At these words Searle desired him to stop and come round within sight. “You say that’s your college?”

“The place might deny me, sir; but heaven forbid I should seem to take it ill of her. If you’ll allow me to wheel you into the quad I’ll show you my windows of thirty years ago.”

Searle sat staring, his huge pale eyes, which now left nothing else worth mentioning in his wasted face, filled with wonder and pity. “If you’ll be so kind,” he said with great deference. But just as this perverted product of a liberal education was about to propel him across the threshold of the court he turned about, disengaged the mercenary hands, with one of his own, from the back of the chair, drew their owner alongside and turned to me. “While we’re here, my dear fellow,” he said, “be so good as to perform this service.

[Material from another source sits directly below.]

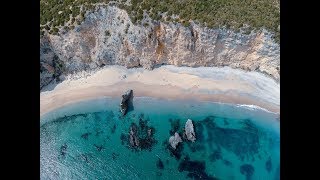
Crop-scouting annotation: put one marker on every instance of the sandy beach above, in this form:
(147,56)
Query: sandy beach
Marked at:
(225,85)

You understand?” I gave our companion a glance of intelligence and we resumed our way. The latter showed us his window of the better time, where a rosy youth in a scarlet smoking-fez now puffed a cigarette at the open casement. Thence we proceeded into the small garden, the smallest, I believe, and certainly the sweetest, of all the planted places of Oxford. I pushed the chair along to a bench on the lawn, turned it round, toward the front of the college and sat down by it on the grass. Our attendant shifted mournfully from one foot to the other, his patron eyeing him open-mouthed. At length Searle broke out: “God bless my soul, sir, you don’t suppose I expect you to stand! There’s an empty bench.”

“Thank you,” said our friend, who bent his joints to sit.

“You English are really fabulous! I don’t know whether I most admire or most abominate you! Now tell me: who are you? what are you? what brought you to this?”

The poor fellow blushed up to his eyes, took off his hat and wiped his forehead with an indescribable fabric drawn from his pocket. “My name’s Rawson, sir. Beyond that it’s a long story.”

“I ask out of sympathy,” said Searle. “I’ve a fellow-feeling. If you’re a poor devil I’m a poor devil as well.”

“I’m the poorer devil of the two,” said the stranger with an assurance for once presumptuous.

“Possibly. I suppose an English poor devil’s the poorest of all poor devils. And then you’ve fallen from a height. From a gentleman commoner—is that what they called you?—to a propeller of Bath-chairs. Good heavens, man, the fall’s enough to kill you!”

“I didn’t take it all at once, sir. I dropped a bit one time and a bit another.”